Quand vous utilisez le terme « contrôle d’accès » dans le secteur industriel, la première chose qui vient à l’esprit, c’est la sécurisation des accès aux sites, aux bâtiments, aux usines. L’industrie a une culture « physique » de la sécurité. A partir du moment où vous avez pénétré l’enceinte d’un site, d’un bâtiment, d’une usine, vous êtes autorisé à un certain nombre d’actions, du fait de votre présence dans un espace protégé. C’est une sécurité périmétrique physique : le périmètre de sécurité est l’espace contrôlé où vous vous trouvez. On retrouve un peu le même paradigme côté informatique, avec une approche réseau des périmètres de sécurité : dès lors que vous avez pénétré un réseau, vous êtes autorisé à réaliser un certain nombre d’actions sur les ressources de ce réseau.

Avec la transformation digitale, les environnements industriels sont de plus en plus complétés par des environnements informatiques. Et l’on peut vraiment parler d’un conflit de culture : à la culture très physique de l’industrie s’oppose la culture plutôt logique de l’informatique. Quid de l’accès aux applications des systèmes de contrôle industriels par les opérateurs qui doivent d’un côté les administrer (les mettre à jour, les paramétrer, etc.) et de l’autre les utiliser ? Ne trouve-t-on pas encore parfois, dans certaines usines, des postes partagés avec des sessions partagées, ouverts à l’utilisation par les opérateurs industriels qui se trouvent dans cette section de cette usine ? Comment sait-on quel opérateur est intervenu sur quel équipement ? Comment garantir l’ « imputabilité » ? c’est-à-dire la capacité à déterminer « qui a fait quoi quand sur quel équipement » ? Peut-on imposer au personnel industriel de l’usine de s’authentifier à chaque fois qu’ils doivent utiliser ces applications, avec des mots de passe aux politiques sophistiquées, qui amènent parfois à des comportements non sécurisés pour faciliter la productivité ?

On peut aussi comprendre cette différence de mentalité par la nature même des infrastructures industrielles déployées dans ces usines.
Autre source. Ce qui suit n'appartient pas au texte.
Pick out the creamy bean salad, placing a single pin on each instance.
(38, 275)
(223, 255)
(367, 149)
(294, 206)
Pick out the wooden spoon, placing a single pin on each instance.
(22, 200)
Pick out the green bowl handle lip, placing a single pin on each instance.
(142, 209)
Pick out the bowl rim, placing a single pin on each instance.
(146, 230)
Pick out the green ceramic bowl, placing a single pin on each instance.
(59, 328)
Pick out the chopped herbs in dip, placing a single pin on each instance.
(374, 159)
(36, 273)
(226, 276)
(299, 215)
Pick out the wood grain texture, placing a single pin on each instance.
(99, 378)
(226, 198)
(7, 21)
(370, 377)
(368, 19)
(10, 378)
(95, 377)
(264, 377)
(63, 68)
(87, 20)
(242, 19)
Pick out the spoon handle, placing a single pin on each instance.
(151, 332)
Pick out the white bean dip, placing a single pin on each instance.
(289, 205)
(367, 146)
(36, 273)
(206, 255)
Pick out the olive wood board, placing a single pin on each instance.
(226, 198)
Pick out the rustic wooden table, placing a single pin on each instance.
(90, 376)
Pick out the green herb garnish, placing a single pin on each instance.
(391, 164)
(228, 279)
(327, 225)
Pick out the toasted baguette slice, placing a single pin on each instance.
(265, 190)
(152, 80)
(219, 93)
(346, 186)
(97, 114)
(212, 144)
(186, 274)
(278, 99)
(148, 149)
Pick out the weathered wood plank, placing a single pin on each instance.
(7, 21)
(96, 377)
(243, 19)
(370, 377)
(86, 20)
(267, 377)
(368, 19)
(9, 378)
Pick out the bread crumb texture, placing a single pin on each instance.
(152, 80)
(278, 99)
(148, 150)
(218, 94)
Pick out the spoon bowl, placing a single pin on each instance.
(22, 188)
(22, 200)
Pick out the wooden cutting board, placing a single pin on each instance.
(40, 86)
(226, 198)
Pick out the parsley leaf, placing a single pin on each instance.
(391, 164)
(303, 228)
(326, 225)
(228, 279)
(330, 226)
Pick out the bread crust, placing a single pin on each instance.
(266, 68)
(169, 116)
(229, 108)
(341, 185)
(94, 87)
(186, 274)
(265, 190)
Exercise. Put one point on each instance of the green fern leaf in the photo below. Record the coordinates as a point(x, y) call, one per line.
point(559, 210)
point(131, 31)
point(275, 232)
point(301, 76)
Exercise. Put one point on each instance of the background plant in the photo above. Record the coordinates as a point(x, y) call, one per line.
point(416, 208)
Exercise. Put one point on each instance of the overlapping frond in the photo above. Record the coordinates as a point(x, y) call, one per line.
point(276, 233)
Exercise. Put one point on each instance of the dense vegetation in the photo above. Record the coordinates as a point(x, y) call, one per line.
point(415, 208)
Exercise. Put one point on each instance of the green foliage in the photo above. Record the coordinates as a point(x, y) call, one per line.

En général, on retrouve un grand nombre d’équipements et de systèmes de contrôle, provenant de fabricants différents, et donc une très grande hétérogénéité dans cette infrastructure, avec des technologies souvent spécifiques à chaque constructeur. A l’inverse d’une infrastructure informatique, où l‘on retrouve certes des machines différentes, mais avec beaucoup moins de diversité et de standards : quand on parle d’administration d’une infrastructure IT, ne parle-t-on pas d’accès RDP pour Windows et d’accès SSH pour Linux, et quelques autres standards ? N’est-il pas plus facile d’attaquer un même standard que l’on retrouve dans tous les systèmes d’information qu’une technologie propriétaire d’un constructeur déployé de manière plus limitée ? Dans la mentalité générale, « propriétaire » signifie et implique « sécurité », en tout cas moins vulnérable, puisque moins d’acteurs s’y intéressent (du point de vue sécurité).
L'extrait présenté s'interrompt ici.